This essay to be found here:
https://www.cato-unbound.org/2009/04/13/peter-thiel/education-libertarian/
Core Takeaway
The fate of our world may depend on the effort of a single person who builds or propagates the machinery of freedom that makes the world safe for capitalism.
To Thiel. Capitalism in it’s purest, least regulated form is freedom. However, as he stated earlier, “capitalism simply is not that popular with the crowd” and therefore will be under constant and continuous siege by the proletariate as long as democracy is extended to them. Specifically he fears the “increase in welfare beneficiaries and the extension of the franchise [of democracy] to women” because they are “two constituencies that are notoriously tough for libertarians”.
Other Key Points
The 1920s were the last decade in American history during which one could be genuinely optimistic about politics. Since 1920, the vast increase in welfare beneficiaries and the extension of the franchise to women — two constituencies that are notoriously tough for libertarians — have rendered the notion of “capitalist democracy” into an oxymoron.

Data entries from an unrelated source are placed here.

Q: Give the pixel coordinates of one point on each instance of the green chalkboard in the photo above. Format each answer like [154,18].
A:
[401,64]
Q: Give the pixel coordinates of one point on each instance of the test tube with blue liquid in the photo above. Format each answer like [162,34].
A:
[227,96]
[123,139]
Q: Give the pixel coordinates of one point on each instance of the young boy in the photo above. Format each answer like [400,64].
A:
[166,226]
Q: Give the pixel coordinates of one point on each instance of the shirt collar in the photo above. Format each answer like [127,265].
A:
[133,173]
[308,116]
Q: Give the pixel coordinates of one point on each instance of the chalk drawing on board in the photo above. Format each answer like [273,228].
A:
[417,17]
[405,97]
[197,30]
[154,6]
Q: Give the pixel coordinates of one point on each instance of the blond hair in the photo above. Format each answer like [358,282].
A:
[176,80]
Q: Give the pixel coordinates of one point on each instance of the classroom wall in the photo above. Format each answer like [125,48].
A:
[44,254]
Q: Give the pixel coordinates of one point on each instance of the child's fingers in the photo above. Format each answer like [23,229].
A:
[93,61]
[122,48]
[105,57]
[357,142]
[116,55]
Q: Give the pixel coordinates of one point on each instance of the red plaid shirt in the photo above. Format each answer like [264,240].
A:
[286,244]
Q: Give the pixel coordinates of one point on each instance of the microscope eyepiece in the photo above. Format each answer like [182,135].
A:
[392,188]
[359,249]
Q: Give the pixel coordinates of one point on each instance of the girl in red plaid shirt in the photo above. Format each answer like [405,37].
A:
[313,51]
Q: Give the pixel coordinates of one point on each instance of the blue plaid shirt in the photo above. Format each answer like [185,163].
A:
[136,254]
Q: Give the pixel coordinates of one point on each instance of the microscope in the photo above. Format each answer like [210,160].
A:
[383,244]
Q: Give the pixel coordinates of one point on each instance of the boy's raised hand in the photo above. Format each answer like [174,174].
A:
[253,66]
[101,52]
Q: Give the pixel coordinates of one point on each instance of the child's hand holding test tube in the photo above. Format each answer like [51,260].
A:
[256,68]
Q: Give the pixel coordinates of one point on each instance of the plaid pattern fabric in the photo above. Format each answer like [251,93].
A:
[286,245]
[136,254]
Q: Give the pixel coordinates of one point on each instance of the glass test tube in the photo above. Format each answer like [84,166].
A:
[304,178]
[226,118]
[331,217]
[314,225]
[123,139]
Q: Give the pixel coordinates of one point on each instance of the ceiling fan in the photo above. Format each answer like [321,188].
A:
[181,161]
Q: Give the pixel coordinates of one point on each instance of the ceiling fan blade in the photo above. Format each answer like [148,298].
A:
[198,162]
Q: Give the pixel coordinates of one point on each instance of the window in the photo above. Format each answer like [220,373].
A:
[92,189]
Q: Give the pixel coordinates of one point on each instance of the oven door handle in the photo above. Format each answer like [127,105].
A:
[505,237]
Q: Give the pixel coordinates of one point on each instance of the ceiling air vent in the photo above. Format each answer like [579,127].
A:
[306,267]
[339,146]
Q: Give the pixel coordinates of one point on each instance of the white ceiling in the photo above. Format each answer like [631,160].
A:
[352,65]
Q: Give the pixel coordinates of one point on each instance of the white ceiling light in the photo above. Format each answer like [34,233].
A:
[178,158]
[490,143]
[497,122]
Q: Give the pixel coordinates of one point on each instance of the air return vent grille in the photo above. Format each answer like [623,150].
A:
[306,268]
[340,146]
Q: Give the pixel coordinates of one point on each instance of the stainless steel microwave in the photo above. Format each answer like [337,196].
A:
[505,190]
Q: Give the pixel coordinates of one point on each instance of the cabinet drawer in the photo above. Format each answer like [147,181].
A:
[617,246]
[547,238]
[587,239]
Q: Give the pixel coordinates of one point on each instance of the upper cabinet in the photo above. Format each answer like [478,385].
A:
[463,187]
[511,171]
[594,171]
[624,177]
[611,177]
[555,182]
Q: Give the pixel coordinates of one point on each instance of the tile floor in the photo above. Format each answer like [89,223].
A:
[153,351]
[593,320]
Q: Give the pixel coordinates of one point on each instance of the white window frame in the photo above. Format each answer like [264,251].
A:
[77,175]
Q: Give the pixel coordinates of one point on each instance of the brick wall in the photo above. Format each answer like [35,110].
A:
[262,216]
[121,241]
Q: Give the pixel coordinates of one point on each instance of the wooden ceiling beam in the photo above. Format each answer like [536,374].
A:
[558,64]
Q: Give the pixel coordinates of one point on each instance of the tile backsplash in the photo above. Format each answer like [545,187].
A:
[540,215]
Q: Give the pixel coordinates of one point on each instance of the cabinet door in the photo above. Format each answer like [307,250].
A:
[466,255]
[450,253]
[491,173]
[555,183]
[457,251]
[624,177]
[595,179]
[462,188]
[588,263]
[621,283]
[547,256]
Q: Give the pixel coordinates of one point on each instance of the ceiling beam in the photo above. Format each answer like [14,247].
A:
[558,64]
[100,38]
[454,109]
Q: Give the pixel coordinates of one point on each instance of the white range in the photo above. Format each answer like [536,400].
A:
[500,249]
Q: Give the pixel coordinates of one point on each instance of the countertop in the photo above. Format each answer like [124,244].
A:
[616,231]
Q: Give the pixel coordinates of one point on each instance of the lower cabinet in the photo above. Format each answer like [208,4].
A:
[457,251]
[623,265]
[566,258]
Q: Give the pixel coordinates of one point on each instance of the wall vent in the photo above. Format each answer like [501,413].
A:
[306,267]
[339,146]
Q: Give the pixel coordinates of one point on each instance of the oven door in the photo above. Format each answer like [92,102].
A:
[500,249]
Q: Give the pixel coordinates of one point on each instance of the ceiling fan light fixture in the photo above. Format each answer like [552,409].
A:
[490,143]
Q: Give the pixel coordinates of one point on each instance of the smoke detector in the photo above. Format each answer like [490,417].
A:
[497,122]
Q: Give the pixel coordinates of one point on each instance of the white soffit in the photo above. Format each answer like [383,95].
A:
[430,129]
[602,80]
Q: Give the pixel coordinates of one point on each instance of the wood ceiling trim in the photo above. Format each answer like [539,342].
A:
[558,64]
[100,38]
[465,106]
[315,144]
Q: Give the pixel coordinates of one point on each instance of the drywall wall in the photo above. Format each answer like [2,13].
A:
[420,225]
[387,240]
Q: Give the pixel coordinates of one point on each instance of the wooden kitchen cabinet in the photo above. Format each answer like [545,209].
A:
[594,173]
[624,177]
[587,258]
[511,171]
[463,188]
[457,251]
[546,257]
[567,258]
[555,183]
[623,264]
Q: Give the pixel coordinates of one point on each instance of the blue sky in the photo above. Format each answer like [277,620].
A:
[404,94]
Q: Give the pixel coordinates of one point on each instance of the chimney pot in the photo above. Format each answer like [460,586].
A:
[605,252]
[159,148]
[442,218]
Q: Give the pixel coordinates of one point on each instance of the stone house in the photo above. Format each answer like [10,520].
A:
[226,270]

Facebook’s caustic effect on democracy was not a negative side effect. Rather it was its purpose
(1) Cyberspace. As an entrepreneur and investor, I have focused my efforts on the Internet. In the late 1990s, the founding vision of PayPal centered on the creation of a new world currency, free from all government control and dilution — the end of monetary sovereignty, as it were. In the 2000s, companies like Facebook create the space for new modes of dissent and new ways to form communities not bounded by historical nation-states. By starting a new Internet business, an entrepreneur may create a new world.
The future of technology is not pre-determined, and we must resist the temptation of technological utopianism — the notion that technology has a momentum or will of its own, that it will guarantee a more free future, and therefore that we can ignore the terrible arc of the political in our world.